County spokeswoman Ellen Kobler said the ACLU complaint is without merit and that county attorneys would review the letter.
"This is a story manufactured by a handful of advocates who were disrupting shelter employees from doing their jobs," Kobler said.
Mohler acknowledged the shelter banned photography for a short period during organizational changes, but said visitors are now allowed to take pictures of adoptable animals. He said he believes some volunteers were taking pictures with ulterior motives.
"They wanted to manufacture a crisis, and they would wait around until a dog soiled the cage and immediately take a picture and post it — inferring that the dog had been living in those conditions for a period of time, and that's not true," Mohler said.
Mohler said the real issue is disagreement over how the shelter handles feral cats. He said some advocates want feral cats released into the wild, while officials believe doing so poses a public health risk.
"This is not about photography," Mohler said. "This is about the fact that there is a group of advocates who really want Baltimore County to release wild cats into the community."
The ACLU says banning photography prevents the public from documenting shelter conditions and makes it harder for people to find homes for the animals.
The organization said it sent volunteers posing as a couple who wanted to adopt a pet to the shelter in July with cameras, and they were confronted by an official who said some visitors try to take pictures aimed at making the shelter look bad.
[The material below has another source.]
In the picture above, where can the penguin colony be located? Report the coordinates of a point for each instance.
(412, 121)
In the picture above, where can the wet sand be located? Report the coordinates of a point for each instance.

"Though the ACLU testers were permitted to photograph animals for their stated purpose of showing available pets to their young niece, the official stated that this would not have been allowed for a different, 'inappropriate' purpose, such as 'if you were from Channel 2,' " the organization said in a statement.
Kobler said shelter visitors are generally allowed to photograph animals.
"For some animals, the shutter click and the flash can frighten animals that are already nervous in a shelter environment. So sometimes, the staff members might ask people not to take an animal's picture," she said.
Middle River resident Sarah Hardy, who is working with the ACLU, said she volunteered at the shelter for a few months before being told she could no longer help "because I was breaking the photo rule." Hardy, 28, said she took pictures to post online to help find homes for the animals.
"I just wanted the animals to have a fair chance," she said.
The ACLU said other volunteers expressed fear of retaliation if they criticize the shelter operation.
The Morning Sun
The shelter has been the subject of criticism by some residents who say euthanasia rates are high and that the county doesn't do enough to find homes for the animals. Animal advocates have held a series of protests at the county courthouse this year. County officials have rebutted many of their claims, and the county plans to build a new $6 million shelter.
The shelter is also the subject of a federal lawsuit against the county filed this year by Washington resident Denise Arnot, who volunteers with the Fancy Cats Rescue Team. She claims the county retaliated against her when she complained that the shelter was not working with her organization.
"We think the ACLU letter is spot-on," said Howard Hoffman, Arnot's attorney.
County Councilman John Olszewski Sr., a Dundalk Democrat, said the shelter has made strides in overcoming past issues. He trusts it's being run well.
"Every time there's a policy, there's a reason," he said.